I wonder…Is this why Jesus detached and went physically to a different location? I wonder…Is this why he went to another side? I wonder…Is this why he had to be alone? Did he want to remember that it is in our BEING that we stay in touch with that spiritual center? Did he want to get back in touch with his inner conversation with God because he reached a limit when it came to the outward preaching and teaching? Did he take the disciples with him sometimes so followers could learn and develop their own practice and be prepared for when he would not be around on a regular basis to remind them how to be faithful followers?  In our DOING are we being attentive to relationships? Is there space for BEING in the midst of all the doing?

I’m not interested in all the tasks getting checked off a list if during that process there is no language about how that doing is a spiritual practice that creates what is best for worshipping and serving God.
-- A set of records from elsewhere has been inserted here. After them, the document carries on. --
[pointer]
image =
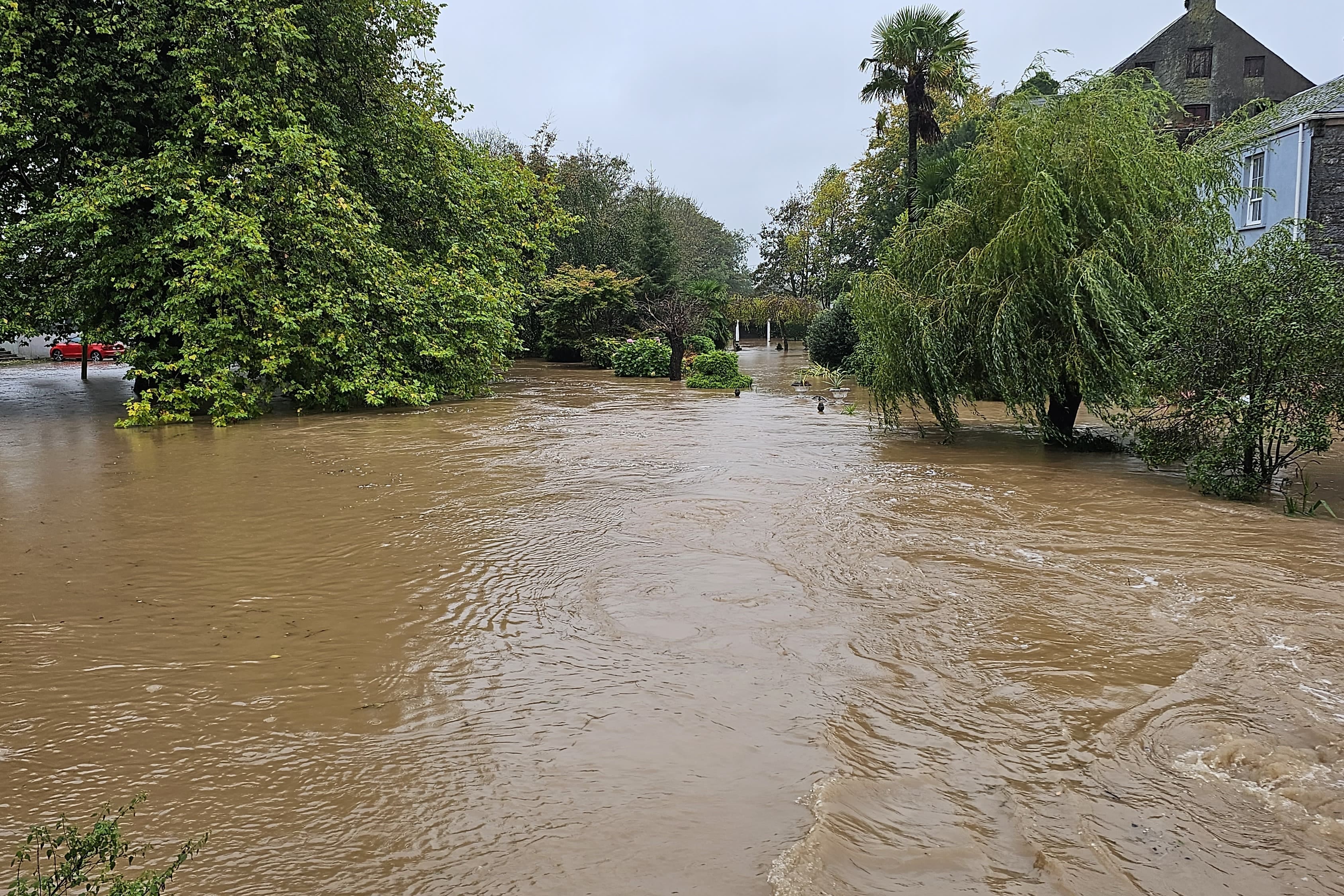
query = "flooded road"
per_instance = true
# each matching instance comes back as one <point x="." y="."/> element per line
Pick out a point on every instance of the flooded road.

I am not interested in perfection and slick performance if the judgements, critiques end up not being about how the experience has brought you closer and deeper in your relationship with God and others. I am not interested anything other than the people of God BEING the people of God and rejecting transactions for relationships.

The world is chaotic. It has always been chaotic. The world has always been a mixed bag with tyrants and oppressors. The world has always had injustice steal the beauty of all that God has created. IF we are not centered in our BEing then we will not be able to really be disciples of the transforming Gospel of Jesus Christ in our DOing.

Customers are not transactions. Sextons are not transactions. Parishioners are not transactions. Pastors, religious educators, musicians, digital experts, technology people are not transactions. Church Secretaries/administrators and lay leaders are not transactions. Worship, education/faith formation opportunities, funerals, weddings, meetings are not transactions. Prayer, physical nourishment though eating, sleep, rest are not transactions. BEing the church is not a transaction. When you get tempted to engage with others as if they are transactions…STOP…and think about what this teaches our children, our youth and what that communicates to others.

I do not believe that God created us as a transaction. I do not believe the life, death and the resurrection of Jesus Christ was a transaction. I do not believe the guiding presence of the Holy Spirit is transactional.

YOU are NOT a transaction. You are a human being made in the image of God. You are loved, blessed and you are being held by the love of God in all that is happening in our world. Just as our GOD is in this with us…may we pause, remember and LIVE as followers of Jesus. Jesus…the one who showed us how faithful DOing and BEing brings trust, hope and love from imperfect beings into a world that has already been anxious, stressed and broken AND has the potential to turn all of that upside down into the Beloved Kindom of God.